Elezioni 25 settembre: la democrazia paritaria alla prova con il Rosatellum

Il 25 settembre andremo a votare per rinnovare il nostro Parlamento e a seguito dell’esito positivo del Referendum confermativo della modifica costituzionale, eleggeremo un numero ridotto, di circa un terzo, di parlamentari: da 630 a 400 alla Camera e da 315 a 200 al Senato.

La legge elettorale, detta Rosatellum bis, continua a prevedere che sia nei collegi uninominali che in quelli plurinominali nessuno dei due generi possa essere rappresentato in misura superiore al 60%.

Questa norma ancora una volta non rispetta la Costituzione, visti gli articoli 3 e 51, infatti stabilire che “Tutti i cittadini hanno pari dignità sociale e sono uguali davanti alla legge (…) e che “Tutti I cittadini dell’uno dell’altro sesso possono accedere agli uffici pubblici e alle cariche elettive in condizioni di eguaglianza (…)”, significa che la legge elettorale dovrebbe prevedere la parità e cioè i due generi dovrebbero essere rappresentati al 50% sia nei collegi plurinominali, come pure in quelli uninominali.

Comunque, pur essendo l’attuale Parlamento eletto con questo stesso sistema elettorale,

la presenza femminile non è del 40%, infatti al Senato è del 35,11% e alla Camera del 36,06%.

Tale differenza è dovuta all’utilizzo delle pluricandidature sul proporzionale, che hanno favorito gli uomini, infatti sono consentite le pluricandidature fino a un massimo di 5 nei listini proporzionali. Un candidato del collegio uninominale può anche candidarsi, sempre per un massimo di 5, nel proporzionale.

Inoltre, la possibilità di scelta dell’elettore è limitata visto che i listini del proporzionale sono bloccati e non si possono quindi esprimere le preferenze per un candidato rispetto ad un altro, giacché sono i partiti a decidere la sequenza di elezione.

Una certa scelta rimane nei collegi uninominali, certo che non si può chiedere alle elettrici di scegliere una donna, se la stessa rappresenta idee e programmi che non si condividono.

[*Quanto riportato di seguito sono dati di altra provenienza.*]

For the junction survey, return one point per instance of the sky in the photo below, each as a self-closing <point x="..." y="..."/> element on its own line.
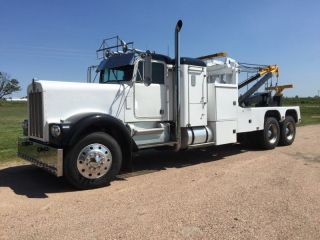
<point x="57" y="40"/>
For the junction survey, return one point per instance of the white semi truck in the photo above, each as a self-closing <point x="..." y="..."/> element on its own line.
<point x="87" y="132"/>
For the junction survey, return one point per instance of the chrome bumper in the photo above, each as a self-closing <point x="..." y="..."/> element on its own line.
<point x="46" y="157"/>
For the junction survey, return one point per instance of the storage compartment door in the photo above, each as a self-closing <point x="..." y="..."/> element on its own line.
<point x="226" y="103"/>
<point x="224" y="132"/>
<point x="197" y="97"/>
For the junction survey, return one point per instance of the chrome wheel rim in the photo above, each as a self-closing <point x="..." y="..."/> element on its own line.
<point x="94" y="161"/>
<point x="289" y="131"/>
<point x="272" y="133"/>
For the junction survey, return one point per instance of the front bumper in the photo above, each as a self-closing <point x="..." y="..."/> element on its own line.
<point x="43" y="156"/>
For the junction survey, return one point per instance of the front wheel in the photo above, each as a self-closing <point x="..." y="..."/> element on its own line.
<point x="93" y="162"/>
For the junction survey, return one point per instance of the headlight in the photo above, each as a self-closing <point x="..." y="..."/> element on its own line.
<point x="55" y="130"/>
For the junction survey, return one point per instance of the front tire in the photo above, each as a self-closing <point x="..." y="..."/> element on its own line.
<point x="288" y="131"/>
<point x="270" y="135"/>
<point x="93" y="162"/>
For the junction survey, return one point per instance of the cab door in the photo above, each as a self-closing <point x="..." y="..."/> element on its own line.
<point x="150" y="101"/>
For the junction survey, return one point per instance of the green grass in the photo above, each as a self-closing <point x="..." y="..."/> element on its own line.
<point x="11" y="116"/>
<point x="13" y="113"/>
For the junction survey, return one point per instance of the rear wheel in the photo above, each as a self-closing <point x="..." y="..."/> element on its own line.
<point x="93" y="162"/>
<point x="270" y="135"/>
<point x="288" y="131"/>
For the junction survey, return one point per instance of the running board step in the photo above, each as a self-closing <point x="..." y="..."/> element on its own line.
<point x="151" y="145"/>
<point x="146" y="131"/>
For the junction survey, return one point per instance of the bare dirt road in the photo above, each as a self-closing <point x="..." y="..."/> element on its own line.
<point x="218" y="193"/>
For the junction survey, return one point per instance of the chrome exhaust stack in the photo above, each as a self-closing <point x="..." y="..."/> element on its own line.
<point x="177" y="83"/>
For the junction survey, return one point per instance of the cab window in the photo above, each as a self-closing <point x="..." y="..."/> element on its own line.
<point x="157" y="72"/>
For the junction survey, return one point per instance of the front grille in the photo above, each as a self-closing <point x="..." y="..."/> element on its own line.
<point x="35" y="114"/>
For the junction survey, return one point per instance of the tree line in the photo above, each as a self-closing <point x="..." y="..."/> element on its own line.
<point x="8" y="85"/>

Altre previsioni riguardanti le modalità di elezione sono rappresentate:

-da una scheda unica nella quale il nome del candidato nel collegio è affiancato dai simboli dei partiti che lo sostengono e non è consentito il voto disgiunto;

– un terzo dei seggi tra Camera e Senato verrà eletto in collegi uninominali, quindi tramite un sistema maggioritario, e i restanti due terzi divisi tra i partiti rispettando fedelmente i risultati percentuali che hanno ottenuto alle elezioni, quindi tramite un sistema definito proporzionale, fanno eccezione la Valle D’Aosta e il Trentino Alto-Adige che non eleggono senatori nella parte proporzionale, ma solo con il sistema maggioritario;

-una soglia di sbarramento del 3% per le singole liste e del 10% per le coalizioni a livello nazionale sia alla Camera che al Senato;

-la possibilità di coalizzarsi ed è sufficiente una “dichiarazione di apparentamento”, senza  programmi o candidati comuni. I voti delle liste collegate che non raggiungono il 3 per cento, ma superano l’1, vanno assegnati alla coalizione;

-i residenti in Italia possono candidarsi anche all’estero. Nella stessa norma si specifica che non possono essere candidati gli italiani residenti all’estero che hanno ricoperto ruoli politici nel paese in cui vivono nei cinque anni precedenti (questa è una novità assoluta e pare un po’ singolare).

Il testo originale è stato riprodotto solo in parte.